If it was a garter snake it is certainly _not_ venomous and harmless;
it'll catch and dispose of rodents and the like as a side benefit...
On Thursday, June 11, 2015 at 7:03:52 PM UTC-5, Muggles wrote:
No they are not venomous...they have reverse fangs that can snag and cause bleeding. I have been bitten many times...some are aggressive if you mess with them. I don't think this will be a reoccurring problem.
They are not a problem.
Just saw one near my garage.
I just used a broom to send it away.
I don't know why they sometimes seek open spaces,
it's like asking to be eaten by larger birds, raccoons, cats.
Garter snakes are not venomous. In the US, there are four types of venomous
1. rattle snake (numerous species)
3. cotton mouth moccasin
4. coral snake
The first three are all pit vipers. Pit vipers have triangular shaped
heads; the iris of their eyes is a vertical slit (like cats) rather than
round. They are all easily identified by he triangular head. In addition...
Rattle snakes have the rattle
Cotton mouths have a white mouth interior; mature ones are almost black
and are chunky.
Copperheads have alternating, irregular bands of brown/reddish brown and
tan/cream. Unfortunately, so do some non-venomous snakes.
Coral snakes have alternating bands of red, yellow and black; so do some
very beneficial king snakes.You can distinguish them because the red and
yellow bands of the coral snake touch; they do not in the king snake.
Additionally, coral snakes have a black snout, kings do not.
All snakes, even the venomous ones, are beneficial. Leave them be.

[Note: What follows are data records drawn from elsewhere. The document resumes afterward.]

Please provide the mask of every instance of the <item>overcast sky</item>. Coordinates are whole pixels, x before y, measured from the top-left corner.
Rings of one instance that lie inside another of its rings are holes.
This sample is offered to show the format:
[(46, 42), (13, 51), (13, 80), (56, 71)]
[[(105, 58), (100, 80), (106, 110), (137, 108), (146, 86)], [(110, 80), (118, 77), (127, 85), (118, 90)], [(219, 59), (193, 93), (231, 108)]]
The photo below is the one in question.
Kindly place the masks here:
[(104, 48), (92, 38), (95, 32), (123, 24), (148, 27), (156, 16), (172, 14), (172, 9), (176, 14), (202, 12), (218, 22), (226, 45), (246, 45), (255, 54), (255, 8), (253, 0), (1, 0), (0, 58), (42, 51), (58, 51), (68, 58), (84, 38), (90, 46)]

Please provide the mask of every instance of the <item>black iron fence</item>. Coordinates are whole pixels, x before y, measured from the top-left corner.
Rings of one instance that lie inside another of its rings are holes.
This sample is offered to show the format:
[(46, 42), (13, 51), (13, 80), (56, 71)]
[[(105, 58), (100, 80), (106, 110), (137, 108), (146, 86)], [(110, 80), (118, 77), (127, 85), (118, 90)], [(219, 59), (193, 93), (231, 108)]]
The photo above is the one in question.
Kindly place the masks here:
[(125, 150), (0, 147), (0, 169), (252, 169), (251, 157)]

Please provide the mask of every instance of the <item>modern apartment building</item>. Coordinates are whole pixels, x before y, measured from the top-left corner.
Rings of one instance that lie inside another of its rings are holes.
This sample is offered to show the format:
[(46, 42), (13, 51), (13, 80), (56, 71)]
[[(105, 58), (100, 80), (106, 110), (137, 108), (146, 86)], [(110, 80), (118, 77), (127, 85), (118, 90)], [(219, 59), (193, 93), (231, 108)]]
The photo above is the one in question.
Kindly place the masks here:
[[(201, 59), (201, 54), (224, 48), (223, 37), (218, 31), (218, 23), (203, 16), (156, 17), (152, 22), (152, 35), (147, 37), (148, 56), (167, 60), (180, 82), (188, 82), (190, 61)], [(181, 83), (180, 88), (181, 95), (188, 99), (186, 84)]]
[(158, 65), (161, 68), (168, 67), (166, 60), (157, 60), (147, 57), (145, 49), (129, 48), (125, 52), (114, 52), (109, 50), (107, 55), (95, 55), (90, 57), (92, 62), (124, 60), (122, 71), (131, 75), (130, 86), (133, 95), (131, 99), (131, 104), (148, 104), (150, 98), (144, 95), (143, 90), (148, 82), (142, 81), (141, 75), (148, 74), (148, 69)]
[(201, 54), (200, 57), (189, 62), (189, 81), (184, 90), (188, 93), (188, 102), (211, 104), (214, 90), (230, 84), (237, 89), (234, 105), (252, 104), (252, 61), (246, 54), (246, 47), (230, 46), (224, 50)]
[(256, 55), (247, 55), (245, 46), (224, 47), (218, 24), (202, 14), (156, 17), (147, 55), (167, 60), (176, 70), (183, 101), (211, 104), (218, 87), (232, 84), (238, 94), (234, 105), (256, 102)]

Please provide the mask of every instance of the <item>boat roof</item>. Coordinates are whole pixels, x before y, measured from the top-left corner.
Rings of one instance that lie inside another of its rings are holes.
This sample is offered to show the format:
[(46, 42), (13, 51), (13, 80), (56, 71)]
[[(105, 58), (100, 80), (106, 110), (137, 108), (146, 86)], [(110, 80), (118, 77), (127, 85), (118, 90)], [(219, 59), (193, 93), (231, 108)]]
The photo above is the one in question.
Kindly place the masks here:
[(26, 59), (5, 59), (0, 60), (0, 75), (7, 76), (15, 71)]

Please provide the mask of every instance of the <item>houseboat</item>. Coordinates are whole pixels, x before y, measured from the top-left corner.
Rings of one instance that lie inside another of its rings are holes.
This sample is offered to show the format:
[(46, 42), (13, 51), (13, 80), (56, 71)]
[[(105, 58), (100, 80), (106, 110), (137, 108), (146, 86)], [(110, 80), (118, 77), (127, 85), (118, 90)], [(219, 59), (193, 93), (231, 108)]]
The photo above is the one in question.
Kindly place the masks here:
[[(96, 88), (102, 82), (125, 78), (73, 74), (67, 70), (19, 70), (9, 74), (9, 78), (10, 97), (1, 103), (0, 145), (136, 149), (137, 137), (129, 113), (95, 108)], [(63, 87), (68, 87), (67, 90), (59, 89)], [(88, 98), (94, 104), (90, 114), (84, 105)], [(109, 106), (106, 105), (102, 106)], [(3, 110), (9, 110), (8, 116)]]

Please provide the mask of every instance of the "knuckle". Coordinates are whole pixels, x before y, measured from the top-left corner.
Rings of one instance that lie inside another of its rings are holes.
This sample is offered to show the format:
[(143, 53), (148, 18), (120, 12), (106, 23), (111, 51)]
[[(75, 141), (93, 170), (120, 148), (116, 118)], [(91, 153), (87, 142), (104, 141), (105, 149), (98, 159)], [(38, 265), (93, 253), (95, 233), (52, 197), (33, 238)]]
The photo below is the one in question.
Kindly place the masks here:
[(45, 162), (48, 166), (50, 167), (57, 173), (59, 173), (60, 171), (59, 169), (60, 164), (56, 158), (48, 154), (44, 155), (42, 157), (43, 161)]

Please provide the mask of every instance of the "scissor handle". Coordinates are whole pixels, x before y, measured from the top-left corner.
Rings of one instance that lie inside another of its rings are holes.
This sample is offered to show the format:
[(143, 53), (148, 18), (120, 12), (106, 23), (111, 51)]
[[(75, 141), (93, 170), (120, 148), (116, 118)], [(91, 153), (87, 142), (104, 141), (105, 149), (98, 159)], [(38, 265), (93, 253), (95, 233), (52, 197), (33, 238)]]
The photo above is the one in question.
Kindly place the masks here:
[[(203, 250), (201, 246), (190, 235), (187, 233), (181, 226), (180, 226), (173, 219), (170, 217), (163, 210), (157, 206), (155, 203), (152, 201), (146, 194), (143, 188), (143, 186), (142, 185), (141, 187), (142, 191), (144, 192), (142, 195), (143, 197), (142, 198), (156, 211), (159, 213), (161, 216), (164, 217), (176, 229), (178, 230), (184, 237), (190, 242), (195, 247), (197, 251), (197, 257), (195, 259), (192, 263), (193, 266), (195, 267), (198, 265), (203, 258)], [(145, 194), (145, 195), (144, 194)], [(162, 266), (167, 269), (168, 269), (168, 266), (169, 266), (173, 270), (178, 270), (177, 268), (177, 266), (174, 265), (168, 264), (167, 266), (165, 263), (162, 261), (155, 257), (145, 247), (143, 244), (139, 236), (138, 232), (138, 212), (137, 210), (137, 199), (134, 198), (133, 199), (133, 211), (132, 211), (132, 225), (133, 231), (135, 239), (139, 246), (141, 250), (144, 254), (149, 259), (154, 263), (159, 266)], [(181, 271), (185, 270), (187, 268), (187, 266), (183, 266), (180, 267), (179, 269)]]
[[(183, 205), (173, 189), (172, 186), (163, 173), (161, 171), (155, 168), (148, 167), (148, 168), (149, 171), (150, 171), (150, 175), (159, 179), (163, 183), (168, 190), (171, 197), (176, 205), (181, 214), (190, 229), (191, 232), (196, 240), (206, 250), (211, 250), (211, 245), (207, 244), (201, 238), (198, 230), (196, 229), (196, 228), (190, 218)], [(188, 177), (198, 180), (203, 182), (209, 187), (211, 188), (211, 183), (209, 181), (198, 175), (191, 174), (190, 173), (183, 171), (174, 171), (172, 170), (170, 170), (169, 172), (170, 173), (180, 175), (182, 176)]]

A venomous snake out in the woods is one thing ... a venomous snake in the
yard where my grandchildren are playing is another . There is an overgrown
empty lot next door to our house in Memphis . Our son and his family live in
that house . Last trip to Memphis , one of their cats was bitten by a
venomous snake RIGHT NEXT TO THE DRIVEWAY WHERE THE KIDS WERE PLAYING . That
cat died in less than a minute , it was struck in the neck . Evidence was
found close by of a nest with opened eggs , probably copperheads . A young
copperhead was killed a couple of houses down just days before this happened
. Now then , since all snakes are beneficial , should we just let them be
and risk one of the neighborhood kids getting struck and maybe die ?
I think not .
Be aware that any breed of snake will rattle it
tail when upset. Oh, BTW, pygmy rattlesnakes are
near the same size as a garter snake, but near
invisible on a brown dirt or old leaf background.
The pygmy rattlesnake does not have real rattles
but does have sharp teeth.
replying to Muggles, Snakeinthefire wrote:
Garter snakes are non venemous and serve a valuable function of insect and
rodent control! In fact most snakes are non venemous! Learn how to is the
dangerous snakes in your zone and live in harmony with all of them and stop
watching so much fear mongering television!